According to the Phillips Petroleum Company Museum in Bartlesville, the “Phillips 66” name for the gasoline came about by a combination of events. The specific gravity of the gasoline was close to 66; the car testing the fuel did 66 miles per hour; and, the test took place on US Route 66.
The advent of the Interstate highways routed traffic away from the once-thriving, often family owned gas stations, now located on secondary roads, many falling into disrepair.
In 1969, there were 236,000 gas stations. By 2016, there were 111,000 retail locations in the U.S. that sell fuel to the public.
What is: the Dockery Farms Service Station, between Cleveland and Ruleville, Mississippi
What was: The service station/store, circa 1935, contained the general farm office and Joe Rice Dockery’s private office (Lester, 2005). It retains its original glass front counters, and a scale is visible through one of the front windows.
From Smithsonian Magazine: The plantation was founded on the vision of Will Dockery, a graduate of the University of Mississippi, who took a $1,000 gift from his grandmother and purchased tracts of Delta wilderness in 1885. Over a decade, the transformed the land into a cotton plantation. Eventually, the company town had an elementary school, churches, post and telegraph offices, a resident doctor, a ferry, a blacksmith shop, a cotton gin, cemeteries, picnic grounds for the workers, its own currency, and a commissary that sold dry goods, furniture, and groceries. To ship out the cotton, Dockery built a railroad depot and a spur route, named the Pea Vine for its twisted path, was laid from the main station in nearby Boyle (Patton’s “Pea Vine Blues” pays tribute to the line). At one time, roughly 3,000 people lived on the plantation’s 40 square miles.
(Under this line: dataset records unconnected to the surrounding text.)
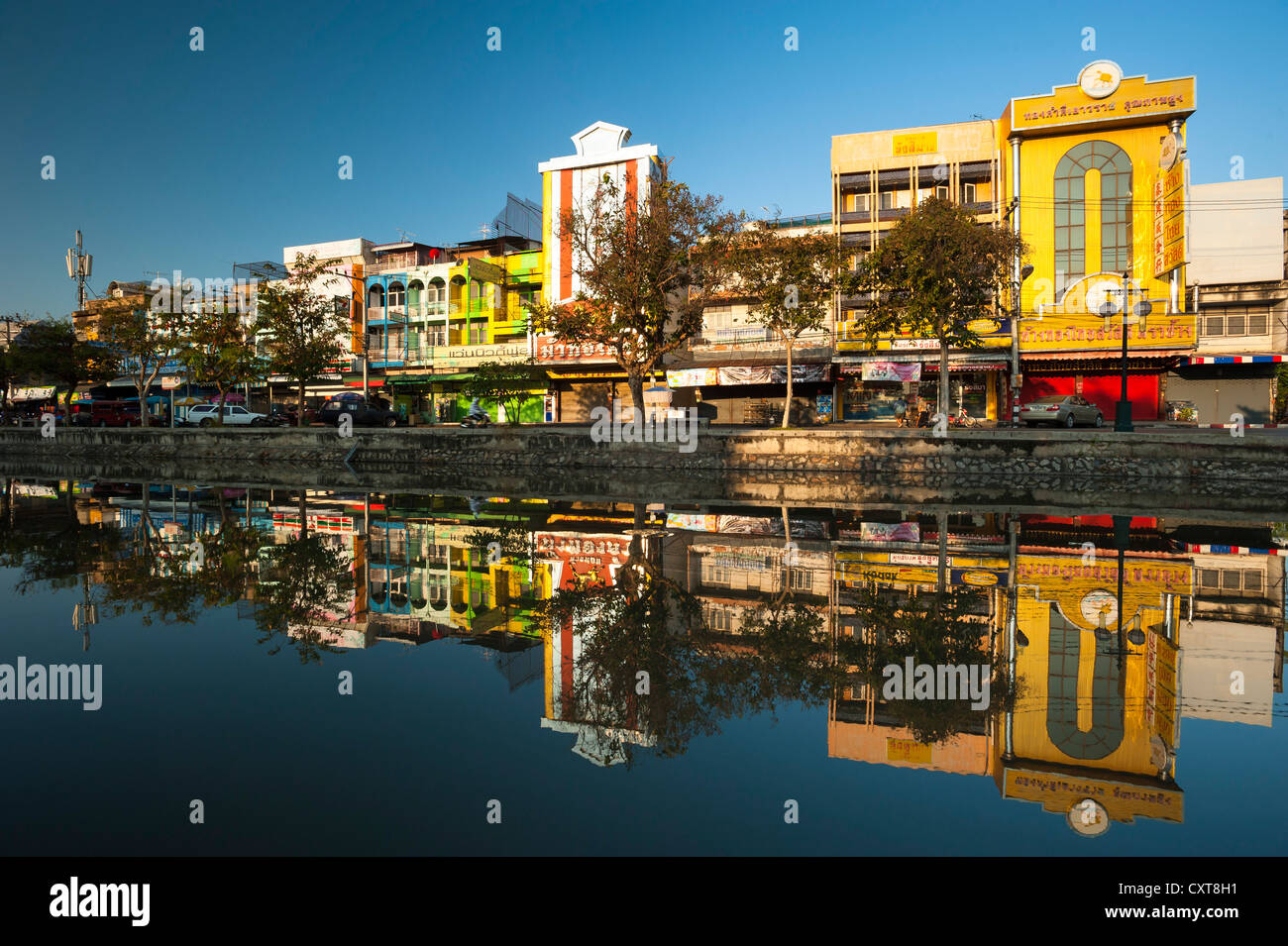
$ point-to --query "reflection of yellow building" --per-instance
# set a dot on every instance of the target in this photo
(1098, 713)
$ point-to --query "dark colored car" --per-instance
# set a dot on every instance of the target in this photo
(106, 413)
(373, 413)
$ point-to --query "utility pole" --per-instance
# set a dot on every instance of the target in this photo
(80, 266)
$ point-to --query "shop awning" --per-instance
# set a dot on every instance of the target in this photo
(1103, 356)
(1232, 360)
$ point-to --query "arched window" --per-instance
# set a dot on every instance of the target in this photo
(1113, 167)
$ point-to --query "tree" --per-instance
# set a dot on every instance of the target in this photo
(934, 273)
(513, 383)
(304, 330)
(215, 352)
(790, 282)
(647, 271)
(51, 352)
(143, 338)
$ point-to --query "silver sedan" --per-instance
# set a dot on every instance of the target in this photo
(1061, 409)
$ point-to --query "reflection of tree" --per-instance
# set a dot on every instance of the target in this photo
(141, 571)
(301, 583)
(935, 628)
(645, 623)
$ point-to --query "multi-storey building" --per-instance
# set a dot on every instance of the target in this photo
(585, 376)
(1239, 246)
(877, 177)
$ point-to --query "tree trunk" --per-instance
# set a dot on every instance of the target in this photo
(943, 378)
(636, 385)
(787, 404)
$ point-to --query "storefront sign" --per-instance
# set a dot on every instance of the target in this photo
(892, 370)
(1076, 325)
(890, 532)
(1170, 218)
(553, 351)
(472, 356)
(915, 143)
(1122, 100)
(692, 377)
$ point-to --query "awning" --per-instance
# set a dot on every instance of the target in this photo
(1232, 360)
(1104, 356)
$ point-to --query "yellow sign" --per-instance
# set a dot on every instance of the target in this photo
(907, 751)
(1134, 100)
(1122, 800)
(1170, 219)
(915, 143)
(1076, 325)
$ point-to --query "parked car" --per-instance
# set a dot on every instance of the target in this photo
(1061, 409)
(1183, 411)
(373, 413)
(106, 413)
(235, 415)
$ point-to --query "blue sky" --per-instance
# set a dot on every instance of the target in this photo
(170, 158)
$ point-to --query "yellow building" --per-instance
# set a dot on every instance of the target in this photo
(1094, 176)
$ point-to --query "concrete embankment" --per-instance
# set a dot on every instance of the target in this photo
(1164, 472)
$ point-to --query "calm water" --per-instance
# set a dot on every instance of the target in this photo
(404, 671)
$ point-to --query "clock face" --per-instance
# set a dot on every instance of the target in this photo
(1168, 151)
(1100, 78)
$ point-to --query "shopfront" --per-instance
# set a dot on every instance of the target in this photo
(875, 390)
(754, 394)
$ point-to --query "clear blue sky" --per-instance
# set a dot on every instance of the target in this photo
(168, 158)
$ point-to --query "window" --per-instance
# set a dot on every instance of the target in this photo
(1233, 581)
(1235, 321)
(1115, 168)
(800, 579)
(715, 575)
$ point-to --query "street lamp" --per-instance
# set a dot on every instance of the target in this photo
(1122, 416)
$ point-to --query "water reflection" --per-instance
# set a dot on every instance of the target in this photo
(1041, 652)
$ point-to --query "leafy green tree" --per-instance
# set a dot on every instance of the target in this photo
(791, 282)
(50, 352)
(647, 270)
(215, 352)
(143, 338)
(305, 332)
(513, 383)
(934, 273)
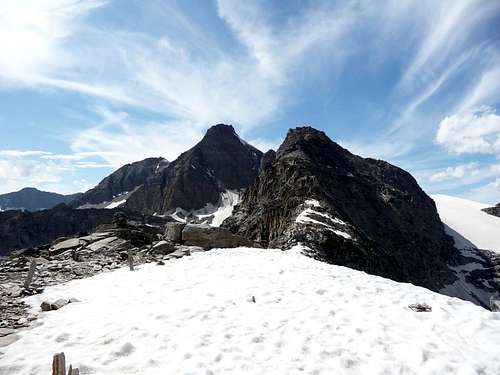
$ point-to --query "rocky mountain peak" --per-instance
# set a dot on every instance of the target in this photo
(221, 161)
(362, 213)
(220, 131)
(307, 143)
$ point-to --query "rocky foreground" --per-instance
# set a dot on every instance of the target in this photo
(108, 248)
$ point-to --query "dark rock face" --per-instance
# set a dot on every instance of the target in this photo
(495, 210)
(125, 179)
(220, 161)
(362, 213)
(32, 199)
(19, 229)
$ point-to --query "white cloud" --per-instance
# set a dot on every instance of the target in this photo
(488, 193)
(456, 172)
(21, 173)
(473, 131)
(118, 139)
(487, 88)
(14, 153)
(33, 33)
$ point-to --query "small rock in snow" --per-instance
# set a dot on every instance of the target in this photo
(46, 306)
(420, 307)
(58, 304)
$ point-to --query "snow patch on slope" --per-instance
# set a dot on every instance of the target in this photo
(305, 217)
(466, 219)
(228, 200)
(210, 214)
(116, 204)
(197, 315)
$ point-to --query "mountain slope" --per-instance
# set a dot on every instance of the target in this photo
(120, 182)
(362, 213)
(468, 220)
(254, 311)
(221, 161)
(32, 199)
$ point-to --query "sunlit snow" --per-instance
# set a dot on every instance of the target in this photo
(196, 315)
(465, 217)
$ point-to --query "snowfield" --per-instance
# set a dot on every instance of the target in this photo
(197, 315)
(466, 219)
Dockery Farms is widely regarded as the place where Delta blues music was born. Blues musicians resident at Dockery included Charley Patton, Robert Johnson (sold his soul to the develi) and Howlin’ Wolf and Pop Staples (Dad to the Staples Singers)
What is: the Glenrio ghost town straddles the New Mexico-Texas border. This gas station, motel and cafe had a sign facing each direction…it was either the first in texas, or the last depending on the travels along Route 66. The old Route 66 roadbed runs through the Glenrio Historic District which was listed on the National Register of Historic Places in 2007.
What was: In 1901 the railway came through this area of Texas/New Mexico and the small town of Glenrio was born. The train arrived on the Texas side of the town. The post office was established on the New Mexico side. The Texas side was in a dry county. The gasoline taxes were cheaper on the New Mexico side. By 1905 the area was opened up to small farmers. By 1920, Glenrio had a hotel, a hardware store, and a land office, as well as several grocery stores, service stations, and cafes. By 1940 the population of the town was 30 people.
With the advent of Route 66 Glenrio became a popular stopping place for travelers and a “welcome station” station was built near the state line. One former resident recalls constant traffic during the daytime, with cars lined up five or six in a row waiting to get gas. Last in/first in was owned and built by Homer Ehresman, and his family ran the business between 1953 and 1976. With the advent of Interstate 40, bypassing the town, it became a ghost town.